[appellant], wonende te [woonplaats], appellant,
het Dagelijks Bestuur van het stadsdeel Zuidoost van de gemeente Amsterdam, gedaagde.
I. ONTSTAAN EN LOOP VAN HET GEDING
Appellant heeft op bij beroepschrift aangevoerde gronden hoger beroep ingesteld tegen de uitspraak van de rechtbank Amsterdam van 28 mei 2003, nr. AWB 02/3878 AW, waarnaar hierbij wordt verwezen.
Gedaagde heeft een verweerschrift ingediend.

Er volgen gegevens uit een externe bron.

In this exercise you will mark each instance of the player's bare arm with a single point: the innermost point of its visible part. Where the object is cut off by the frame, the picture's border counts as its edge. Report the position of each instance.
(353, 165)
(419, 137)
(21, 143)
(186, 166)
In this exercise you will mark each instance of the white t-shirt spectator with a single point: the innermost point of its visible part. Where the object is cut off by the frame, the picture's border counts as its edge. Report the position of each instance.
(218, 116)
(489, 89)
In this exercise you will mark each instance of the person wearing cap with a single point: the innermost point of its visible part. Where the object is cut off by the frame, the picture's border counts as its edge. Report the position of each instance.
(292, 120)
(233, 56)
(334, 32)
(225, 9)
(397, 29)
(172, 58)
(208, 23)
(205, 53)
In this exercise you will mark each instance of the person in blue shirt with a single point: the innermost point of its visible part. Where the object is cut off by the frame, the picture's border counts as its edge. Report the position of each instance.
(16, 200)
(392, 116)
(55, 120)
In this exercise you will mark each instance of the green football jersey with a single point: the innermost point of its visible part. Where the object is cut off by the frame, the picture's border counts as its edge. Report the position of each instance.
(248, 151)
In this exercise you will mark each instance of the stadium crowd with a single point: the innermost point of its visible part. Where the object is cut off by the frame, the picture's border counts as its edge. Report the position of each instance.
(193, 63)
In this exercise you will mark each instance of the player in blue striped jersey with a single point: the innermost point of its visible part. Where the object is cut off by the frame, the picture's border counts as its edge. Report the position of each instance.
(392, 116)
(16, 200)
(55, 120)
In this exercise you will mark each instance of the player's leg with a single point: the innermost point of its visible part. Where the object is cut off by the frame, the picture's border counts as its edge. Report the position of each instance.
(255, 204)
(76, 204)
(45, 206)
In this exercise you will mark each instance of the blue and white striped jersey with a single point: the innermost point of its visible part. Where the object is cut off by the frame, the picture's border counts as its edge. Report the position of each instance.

Appellant heeft bij brieven van 17 september 2003 en 3 mei 2004 nadere stukken in het geding gebracht.
Het geding is behandeld ter zitting van 24 november 2004, waar appellant in persoon is verschenen. Gedaagde heeft zich laten vertegenwoordigen door mr. T.H.S.P. de Jonge en mr. H.A.E. van Soest, beiden werkzaam bij het stadsdeel Zuidoost van de gemeente Amsterdam.
1. De Raad gaat bij zijn oordeelsvorming uit van de volgende, tussen partijen niet in geschil zijnde, feiten en omstandigheden.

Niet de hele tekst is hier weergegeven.